With the necessity of TMS as the backdrop, we’re offering our outlook on the coming New Year and the top 3 business challenges a TMS will help transportation departments to overcome in 2014.
Reason – 3 Rising Costs for Transportation
Without a TMS, your organization won’t have sufficient visibility into spend and, perhaps more importantly, the dynamics driving inefficient rating, routing and tendering. Selecting acceptable modes lanes, rates and loading strategies using “tribal” or anecdotal processes is no longer sufficient if the goal is to maximize every penny spent on transportation. Leveraging a multimodal (truckload, LTL/consolidation, rail, intermodal) TMS software platform that can manage a combination irregular route common carriers, owner operators and private fleets provides shippers with a distinct advantage in the marketplace and delivers the visibility to not only optimize the network, but also to take advantage of the available capacity.
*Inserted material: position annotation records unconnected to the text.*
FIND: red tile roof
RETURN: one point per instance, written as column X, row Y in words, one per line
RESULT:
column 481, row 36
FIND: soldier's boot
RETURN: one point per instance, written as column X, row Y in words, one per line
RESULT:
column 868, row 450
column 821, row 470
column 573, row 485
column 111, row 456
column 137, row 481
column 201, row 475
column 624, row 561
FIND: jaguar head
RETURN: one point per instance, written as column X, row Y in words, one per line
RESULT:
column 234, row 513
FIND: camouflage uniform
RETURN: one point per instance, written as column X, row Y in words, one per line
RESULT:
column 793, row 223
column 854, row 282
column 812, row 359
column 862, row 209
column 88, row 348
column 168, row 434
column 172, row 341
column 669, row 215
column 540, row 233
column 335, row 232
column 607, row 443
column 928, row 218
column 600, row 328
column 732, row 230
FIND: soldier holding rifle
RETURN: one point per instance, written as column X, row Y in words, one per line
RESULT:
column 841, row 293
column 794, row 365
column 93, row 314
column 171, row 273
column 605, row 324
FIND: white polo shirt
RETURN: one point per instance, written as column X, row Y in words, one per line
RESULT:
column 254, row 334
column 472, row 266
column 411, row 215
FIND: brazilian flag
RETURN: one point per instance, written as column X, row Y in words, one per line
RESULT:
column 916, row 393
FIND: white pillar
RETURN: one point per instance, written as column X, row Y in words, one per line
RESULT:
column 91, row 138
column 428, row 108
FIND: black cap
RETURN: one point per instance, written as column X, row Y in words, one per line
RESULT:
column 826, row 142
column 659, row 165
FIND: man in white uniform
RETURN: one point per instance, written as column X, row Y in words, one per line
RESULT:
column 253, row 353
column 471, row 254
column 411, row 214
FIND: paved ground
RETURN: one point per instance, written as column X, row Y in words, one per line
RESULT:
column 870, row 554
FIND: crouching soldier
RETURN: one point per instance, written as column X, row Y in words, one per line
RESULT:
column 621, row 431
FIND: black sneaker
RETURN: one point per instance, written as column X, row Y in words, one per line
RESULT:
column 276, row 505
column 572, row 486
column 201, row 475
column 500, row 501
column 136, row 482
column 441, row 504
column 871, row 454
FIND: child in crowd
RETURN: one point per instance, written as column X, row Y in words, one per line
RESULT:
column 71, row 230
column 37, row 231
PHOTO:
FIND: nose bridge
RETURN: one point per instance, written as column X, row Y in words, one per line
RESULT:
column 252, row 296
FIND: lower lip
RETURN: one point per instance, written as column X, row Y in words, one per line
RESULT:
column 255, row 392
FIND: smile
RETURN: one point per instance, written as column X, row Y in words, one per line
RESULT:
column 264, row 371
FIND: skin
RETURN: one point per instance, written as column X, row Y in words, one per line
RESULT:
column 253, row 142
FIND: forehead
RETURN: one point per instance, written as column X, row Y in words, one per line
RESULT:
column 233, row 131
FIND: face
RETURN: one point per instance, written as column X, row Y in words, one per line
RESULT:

2014 will almost certainly see a continued growth in the utilization of optimization tools leveraging powerful algorithms to reduce total shipments, miles, trucks used, etc. In addition, leading TMS solutions provide automated and incredibly accurate freight payment and audit capabilities which add additional savings to the bottom line.
Reason 2 – Regulatory Requirements
Companies are already grappling with the consequences of 2013’s significant change to hours of service rules. The impact on driver scheduling, delivery/pick-up appointment settings and other concerns are substantial and add an increased risk to shippers not in compliance. A TMS is specifically well-suited to codifying not only business rules, but enforcement of HOS standards across the entire transportation department helping organizations avoid costly fines while still maintaining a high degree of on-time pickup/delivery for customers.
Another issue for 2014 is the impact of the Affordable Care Act (or Obamacare) and the increase it is likely to have on insurance costs for hourly workers. Increases in worker hiring and retention costs add to overall labor expenses. A TMS can make marked improvements to labor efficiencies by automating a significant portion of the work currently performed manually by those without a TMS solution. TMS could allow companies to make the most of the available labor force within their organizations by reducing the workload and allowing employees to manage exceptions, etc.
Reason 1 – Capacity, Capacity, Capacity
HOS regulations and corresponding efficiency losses will continue to create more of a capacity impact in the industry in 2014. First, more regulations piled on drivers will further exacerbate the shortage of drivers willing to run long haul. This will, in turn, reduce the number of available trucks and motivate asset based carriers to concentrate on regional operations. In addition, the recent change to bonding fees charged to brokers has priced more than 8000 smaller brokers out of the market. While this does not in itself reduce the volume of equipment available at any given time, it does reduce the pool of competition for rates. Having a TMS in place will protect a shipper’s ability to overcome capacity issues without being forced to necessarily pay more per load.
What do you see as the primary challenges facing shippers in 2014? How will you leverage TMS to overcome them?